Before opening prayer, he noted, “the city is grieving in many different ways this morning,” he said, adding that the readings of the day were especially appropriate for the environment of unrest.

In his homily, Fr. Stiefvater admitted he was glued to his television until 3 a.m. the night before watching news coverage of the unrest.

“I was mesmerized, even though the news was the same over and over and over again, and the inability to get a focus on what seemed to be going on … and these Scriptures were going through my mind. Milwaukee, like Jerusalem, in a sense under siege by powers beyond us. We, like the Olympians in our second reading to the Hebrews, with our eyes on the prize, trying to move forward. And then Jesus said, I have come to set the earth on fire. I have a baptism with which I must be baptized, and I am in anguish until it’s accomplished. I am here not to establish peace, but division.”

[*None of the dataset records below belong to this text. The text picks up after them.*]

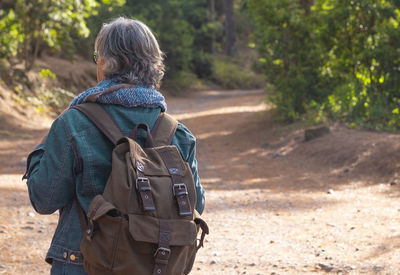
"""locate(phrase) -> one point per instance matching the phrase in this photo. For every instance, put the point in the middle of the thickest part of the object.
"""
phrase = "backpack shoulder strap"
(164, 129)
(102, 119)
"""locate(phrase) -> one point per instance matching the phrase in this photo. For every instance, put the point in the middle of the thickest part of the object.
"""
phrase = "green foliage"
(336, 57)
(29, 25)
(181, 28)
(180, 82)
(232, 76)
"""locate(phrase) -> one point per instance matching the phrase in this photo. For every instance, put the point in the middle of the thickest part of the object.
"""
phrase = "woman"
(75, 158)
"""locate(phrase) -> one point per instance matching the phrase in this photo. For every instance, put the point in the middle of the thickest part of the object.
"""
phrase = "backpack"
(145, 221)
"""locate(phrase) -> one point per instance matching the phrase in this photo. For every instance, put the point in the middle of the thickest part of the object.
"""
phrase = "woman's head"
(130, 52)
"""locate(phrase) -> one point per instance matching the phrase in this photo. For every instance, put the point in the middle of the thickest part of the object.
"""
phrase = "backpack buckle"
(179, 189)
(143, 184)
(181, 195)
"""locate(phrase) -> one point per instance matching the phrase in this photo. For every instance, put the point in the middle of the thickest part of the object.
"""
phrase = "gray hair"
(130, 52)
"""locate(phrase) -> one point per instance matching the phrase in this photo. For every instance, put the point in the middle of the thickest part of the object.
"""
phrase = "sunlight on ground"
(213, 134)
(224, 110)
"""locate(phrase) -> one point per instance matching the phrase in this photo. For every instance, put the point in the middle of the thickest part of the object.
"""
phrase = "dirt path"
(275, 204)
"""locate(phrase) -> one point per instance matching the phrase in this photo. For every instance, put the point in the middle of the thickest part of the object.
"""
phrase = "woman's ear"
(100, 65)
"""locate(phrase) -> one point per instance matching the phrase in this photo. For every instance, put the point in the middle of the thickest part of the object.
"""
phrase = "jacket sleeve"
(186, 143)
(50, 170)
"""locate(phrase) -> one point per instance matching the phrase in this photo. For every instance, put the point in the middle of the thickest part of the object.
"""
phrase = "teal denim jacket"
(76, 159)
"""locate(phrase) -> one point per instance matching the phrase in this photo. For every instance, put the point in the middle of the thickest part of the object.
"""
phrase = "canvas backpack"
(145, 221)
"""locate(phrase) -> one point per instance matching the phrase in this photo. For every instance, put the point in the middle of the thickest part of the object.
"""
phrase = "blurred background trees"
(321, 59)
(332, 58)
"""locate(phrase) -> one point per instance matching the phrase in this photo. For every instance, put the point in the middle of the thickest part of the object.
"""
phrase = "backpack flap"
(147, 229)
(99, 207)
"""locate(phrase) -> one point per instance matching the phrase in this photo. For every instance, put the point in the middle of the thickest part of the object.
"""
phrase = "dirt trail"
(275, 204)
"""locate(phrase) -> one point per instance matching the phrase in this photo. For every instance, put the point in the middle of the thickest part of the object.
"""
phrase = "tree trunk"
(229, 28)
(212, 21)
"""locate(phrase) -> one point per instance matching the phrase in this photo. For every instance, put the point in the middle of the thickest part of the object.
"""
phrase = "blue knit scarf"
(128, 97)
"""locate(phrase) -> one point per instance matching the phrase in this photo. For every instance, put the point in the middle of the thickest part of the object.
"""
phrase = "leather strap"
(144, 188)
(179, 188)
(93, 97)
(163, 252)
(149, 139)
(102, 119)
(164, 130)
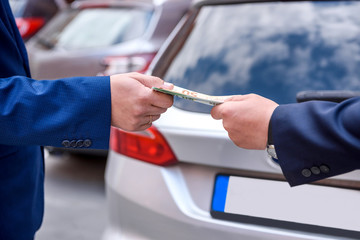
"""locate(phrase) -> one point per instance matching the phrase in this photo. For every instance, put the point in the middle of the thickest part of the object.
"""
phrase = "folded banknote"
(194, 96)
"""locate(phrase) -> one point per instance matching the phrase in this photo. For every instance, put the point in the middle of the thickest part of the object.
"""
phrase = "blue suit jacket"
(73, 112)
(315, 136)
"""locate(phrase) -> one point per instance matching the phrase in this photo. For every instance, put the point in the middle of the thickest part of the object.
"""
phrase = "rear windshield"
(272, 49)
(87, 28)
(33, 8)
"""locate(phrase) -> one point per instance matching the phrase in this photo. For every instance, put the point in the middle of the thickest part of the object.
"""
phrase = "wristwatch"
(270, 148)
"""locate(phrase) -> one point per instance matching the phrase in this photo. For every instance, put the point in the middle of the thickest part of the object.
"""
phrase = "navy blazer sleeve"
(315, 136)
(50, 112)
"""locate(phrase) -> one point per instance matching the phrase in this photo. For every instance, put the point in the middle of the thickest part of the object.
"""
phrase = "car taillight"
(149, 146)
(132, 63)
(29, 26)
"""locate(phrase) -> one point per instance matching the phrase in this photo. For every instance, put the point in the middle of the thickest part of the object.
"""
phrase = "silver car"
(184, 179)
(84, 39)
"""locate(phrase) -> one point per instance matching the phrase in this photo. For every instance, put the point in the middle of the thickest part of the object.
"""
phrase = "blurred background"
(67, 38)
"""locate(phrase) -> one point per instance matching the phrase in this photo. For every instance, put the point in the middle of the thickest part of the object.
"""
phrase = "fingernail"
(168, 85)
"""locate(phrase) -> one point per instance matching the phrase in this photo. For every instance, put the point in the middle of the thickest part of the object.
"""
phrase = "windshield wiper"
(326, 95)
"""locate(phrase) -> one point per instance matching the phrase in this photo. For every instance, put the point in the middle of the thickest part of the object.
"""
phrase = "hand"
(134, 105)
(246, 118)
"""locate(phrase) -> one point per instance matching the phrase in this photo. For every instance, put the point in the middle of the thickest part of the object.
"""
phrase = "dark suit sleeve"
(315, 136)
(48, 113)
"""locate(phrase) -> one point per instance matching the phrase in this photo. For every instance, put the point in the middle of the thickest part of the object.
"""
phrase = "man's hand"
(134, 105)
(246, 118)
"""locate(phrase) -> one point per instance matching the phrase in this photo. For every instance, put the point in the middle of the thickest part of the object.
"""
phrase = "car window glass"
(17, 7)
(87, 28)
(272, 49)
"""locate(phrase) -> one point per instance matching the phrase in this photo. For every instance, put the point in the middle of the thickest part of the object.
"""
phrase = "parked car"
(184, 179)
(32, 15)
(83, 40)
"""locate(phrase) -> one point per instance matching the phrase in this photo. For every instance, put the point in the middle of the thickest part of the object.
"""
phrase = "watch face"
(271, 151)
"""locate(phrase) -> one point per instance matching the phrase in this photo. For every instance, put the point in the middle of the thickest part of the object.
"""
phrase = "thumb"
(148, 81)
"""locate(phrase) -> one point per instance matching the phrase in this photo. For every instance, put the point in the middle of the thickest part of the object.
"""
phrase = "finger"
(161, 100)
(155, 117)
(148, 81)
(235, 98)
(153, 110)
(216, 112)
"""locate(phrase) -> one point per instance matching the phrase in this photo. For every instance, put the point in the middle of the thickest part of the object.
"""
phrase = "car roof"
(121, 3)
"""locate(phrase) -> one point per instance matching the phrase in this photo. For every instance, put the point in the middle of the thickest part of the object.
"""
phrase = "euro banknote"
(192, 95)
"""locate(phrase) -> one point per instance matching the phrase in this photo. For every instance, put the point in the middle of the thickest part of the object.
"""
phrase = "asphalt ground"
(74, 197)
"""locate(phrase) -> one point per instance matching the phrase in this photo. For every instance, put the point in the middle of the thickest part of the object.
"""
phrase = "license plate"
(309, 208)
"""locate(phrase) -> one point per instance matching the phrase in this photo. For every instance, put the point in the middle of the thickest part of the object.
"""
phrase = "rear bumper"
(150, 202)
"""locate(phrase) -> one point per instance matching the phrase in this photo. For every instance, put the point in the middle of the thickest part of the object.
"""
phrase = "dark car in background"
(91, 35)
(32, 15)
(184, 179)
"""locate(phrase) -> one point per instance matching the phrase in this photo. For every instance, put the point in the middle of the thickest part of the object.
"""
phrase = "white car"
(184, 179)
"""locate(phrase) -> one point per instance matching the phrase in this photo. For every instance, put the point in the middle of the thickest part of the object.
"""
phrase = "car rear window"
(272, 49)
(95, 27)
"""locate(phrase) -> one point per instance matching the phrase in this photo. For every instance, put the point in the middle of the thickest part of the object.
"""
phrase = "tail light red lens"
(149, 146)
(132, 63)
(29, 26)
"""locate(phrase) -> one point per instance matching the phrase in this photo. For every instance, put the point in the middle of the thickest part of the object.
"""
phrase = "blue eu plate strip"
(220, 191)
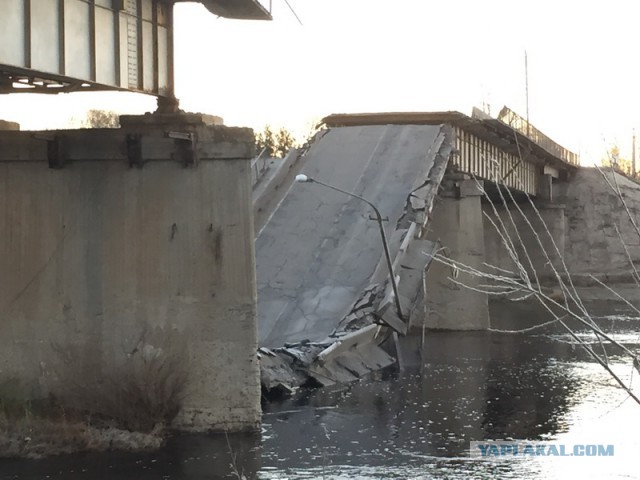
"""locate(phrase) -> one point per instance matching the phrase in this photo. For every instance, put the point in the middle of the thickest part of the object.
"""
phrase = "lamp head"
(303, 178)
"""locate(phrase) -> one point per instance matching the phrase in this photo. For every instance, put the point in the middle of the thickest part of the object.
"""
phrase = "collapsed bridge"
(325, 300)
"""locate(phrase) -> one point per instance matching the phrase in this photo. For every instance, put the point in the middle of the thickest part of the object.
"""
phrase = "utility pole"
(526, 87)
(633, 154)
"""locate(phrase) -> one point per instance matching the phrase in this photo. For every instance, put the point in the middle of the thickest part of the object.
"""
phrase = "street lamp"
(306, 179)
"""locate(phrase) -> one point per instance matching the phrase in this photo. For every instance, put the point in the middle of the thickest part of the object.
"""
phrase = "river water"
(416, 423)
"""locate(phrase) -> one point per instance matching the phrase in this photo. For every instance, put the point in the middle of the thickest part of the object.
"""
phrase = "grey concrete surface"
(319, 249)
(99, 260)
(457, 223)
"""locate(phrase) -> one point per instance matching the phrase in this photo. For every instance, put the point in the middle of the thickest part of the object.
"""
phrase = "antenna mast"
(526, 87)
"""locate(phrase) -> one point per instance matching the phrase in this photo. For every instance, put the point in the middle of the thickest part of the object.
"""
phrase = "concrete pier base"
(132, 242)
(456, 223)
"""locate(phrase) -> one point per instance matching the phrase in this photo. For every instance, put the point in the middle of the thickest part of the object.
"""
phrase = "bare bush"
(143, 393)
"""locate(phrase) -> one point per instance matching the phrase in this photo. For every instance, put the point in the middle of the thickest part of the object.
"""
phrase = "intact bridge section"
(326, 306)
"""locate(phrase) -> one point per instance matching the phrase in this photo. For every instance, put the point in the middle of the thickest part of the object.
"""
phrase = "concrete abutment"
(141, 239)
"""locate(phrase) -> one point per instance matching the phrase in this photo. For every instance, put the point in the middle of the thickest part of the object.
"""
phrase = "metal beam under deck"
(55, 46)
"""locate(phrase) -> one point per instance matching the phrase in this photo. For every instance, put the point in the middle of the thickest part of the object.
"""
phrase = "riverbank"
(36, 438)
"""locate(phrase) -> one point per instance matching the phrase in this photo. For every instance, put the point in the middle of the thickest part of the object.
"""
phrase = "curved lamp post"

The issues in Milwaukee have been simmering for years, he admitted.

“What do we do when, like the Jews in Jerusalem surrounded by the enemy, feel their leaders don’t know how to act or respond or are just looking out for themselves? There’s a mistrust that’s there because we need someone to blame and they’re there, or somebody’s over there, because we can’t blame ourselves,” he said. “Here we are, Milwaukee. And God says, this is holy ground. This is where we’re supposed to be. And this is how we’re called now to meet him.”

Fr. Stiefvater said that he was asked by Fr. Kitzke who was asked by the archbishop to respond to the violence in Milwaukee that started back in May or April and continued through the summer.

“I thought – I don’t know what to do. We’ve gathered with other churches for prayer services about peace, we’ve lit candles commemorating the dead and we’ve prayed about this. But prayer is empty, I always feel, unless we’re doing something as a result of our prayer. Allowing God to act through us. I just haven’t found a way for that to happen.

Yet, he said an All Things in Common initiative instigated by local elected officials to reach out to neighborhoods in need might be an answer to prayer.

“…Wow, we’re moving in a direction here. This is what I think this holy moment is calling us to do – us, right here, All Saints Parish,” he said. “We’re called to be part of this thing that I think pulls us together rather than drives us apart. These events that make us on one side of the fence or the other are opportunities for us to grow back together in a way we thought we had, without thinking about it too much. I firmly believe that God speaks to us when we really need to hear, and sometimes he speaks to us when we are ready to listen. And I couldn’t believe how he speaks to us with these readings today.”

Fr. Stiefvater ended his homily calling them blessed to be a community that does more than “wring our hands or shake our fingers or stand in fear. We’re a community that comes together to work toward change because we see God present in the midst of this crisis.”

When asked to comment on the officer-involved shooting and ensuing violence that took place, Shanedra Johnson, chair of the archdiocesan Black Catholic Ministry Commission referred to a comment by Archbishop Wilton Gregory of Atlanta in an Aug. 4 interview with the National Catholic Register, explaining why the U.S. Conference of Catholic Bishops has established a special task force to “empower bishops and the local church throughout the U.S. to take a leading role in building peace in communities and healing racial tensions.”

“We cannot be a society where those who are protected are afraid of those who are called to protect them,” said Archbishop Gregory. “And, conversely, our public servants — police, firemen and first responders — must not be afraid to come into the communities where they are called to serve and secure peace. It works both ways, and we only become immobilized when we take the position ‘which has to come first.’ [Regarding] the acts of justice that must undergird and support American society and the right respect of those who are entrusted with their safety — that movement has to be simultaneous, because if we don’t move forward simultaneously, we then are locked into a posture of immobility, because we are waiting for someone to do something first.”

(Contributing to this story were Colleen Jurkiewicz and Brian T. Olszewski.)